Talvez apenas Ibrahimovic tenha no mundo uma situação melhor que a de Diego Bustos, o colombiano filho do ex-lateral de Grêmio e Inter, Rubén Bustos, que atua no São José. Ibra se refugiou da pandemia na Suécia e mantém a forma treinando todos os dias no Hammarby, clube do qual é o principal acionista. Diego não tem um clube próprio. Mas desfruta de um estádio só para si. O lateral de 18 anos não conseguiu voltar para Cali e acabou em quarentena no Passo D'Areia. Neste momento, ele é o único morador por lá, com um campo exclusivo para treinar, academia liberada e, o melhor, guardado pela equipe de segurança do clube.

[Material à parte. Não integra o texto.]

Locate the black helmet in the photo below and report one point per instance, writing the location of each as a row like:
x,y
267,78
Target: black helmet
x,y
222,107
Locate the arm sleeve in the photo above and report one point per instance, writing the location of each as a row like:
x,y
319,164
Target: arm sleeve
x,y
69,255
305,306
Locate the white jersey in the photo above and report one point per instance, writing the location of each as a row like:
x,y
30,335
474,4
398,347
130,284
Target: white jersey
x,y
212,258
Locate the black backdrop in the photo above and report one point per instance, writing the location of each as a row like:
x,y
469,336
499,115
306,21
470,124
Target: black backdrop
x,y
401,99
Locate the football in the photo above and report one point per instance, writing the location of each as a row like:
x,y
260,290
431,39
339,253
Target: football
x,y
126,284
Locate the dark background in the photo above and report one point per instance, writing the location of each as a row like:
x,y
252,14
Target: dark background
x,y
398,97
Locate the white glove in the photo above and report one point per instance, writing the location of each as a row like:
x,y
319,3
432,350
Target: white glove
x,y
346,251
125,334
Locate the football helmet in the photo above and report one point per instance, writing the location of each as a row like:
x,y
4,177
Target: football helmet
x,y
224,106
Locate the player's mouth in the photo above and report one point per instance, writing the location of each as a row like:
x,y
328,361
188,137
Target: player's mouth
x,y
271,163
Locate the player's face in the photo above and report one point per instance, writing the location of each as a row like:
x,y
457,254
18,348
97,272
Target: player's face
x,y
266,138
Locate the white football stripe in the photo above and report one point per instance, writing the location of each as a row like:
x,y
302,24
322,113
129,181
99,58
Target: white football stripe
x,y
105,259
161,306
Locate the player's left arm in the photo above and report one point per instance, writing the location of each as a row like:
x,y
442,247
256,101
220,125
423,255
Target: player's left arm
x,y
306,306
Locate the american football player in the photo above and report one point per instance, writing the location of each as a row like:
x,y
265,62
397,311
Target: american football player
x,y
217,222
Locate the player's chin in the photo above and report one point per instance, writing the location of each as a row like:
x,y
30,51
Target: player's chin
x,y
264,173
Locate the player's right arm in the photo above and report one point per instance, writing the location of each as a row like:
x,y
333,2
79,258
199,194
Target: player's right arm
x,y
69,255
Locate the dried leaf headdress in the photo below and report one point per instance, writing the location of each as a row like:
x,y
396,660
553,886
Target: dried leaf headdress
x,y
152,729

O colombiano até cogitou de retornar para casa. Diante da iminência do fechamento das fronteiras, temeu por ficar retido em algum aeroporto no meio do caminho e viu, na possibilidade de ficar alojado no Passo D'Areia, uma grande oportunidade. O clube conta com oito quartos equipados com ar condicionado, TV a cabo e internet banda larga. Como os demais jogadores hospedados ali voltaram para casa, barulho e distrações deixaram de ser problema. Faltava apenas um fogão para que ele fizesse sua comida, o que foi providenciado pelo seu agente, Walter Cirne, e pelo gerente executivo do São José, Luciano Oliveira. Criou-se, assim, um ambiente perfeito para que ele usasse a quarentena para treinar e pensar apenas em futebol.
Diego elaborou uma rotina a qual segue religiosamente. Acorda por volta das 8h30min, toma o café da manhã e, três vezes por semana, pega as cinco bolas que o clube deixou e vai para o campo. A preparação física do São José manda, por vídeo, os trabalhos a serem feitos. Por volta do meio-dia, usa a cozinha montada para ele no refeitório e prepara o almoço. Nada muito elaborado, mas muita massa para dar energia, saladas e, geralmente, frango. O começo da tarde é destinado ao ócio. É quando faz chamadas de vídeo para a família, assiste a alguma série ou abre o livro que ganhou de uma tia. É uma obra de autoajuda e tem a ver com o momento: "Sua melhor vida agora - Sete passos para viver em seu máximo potencial".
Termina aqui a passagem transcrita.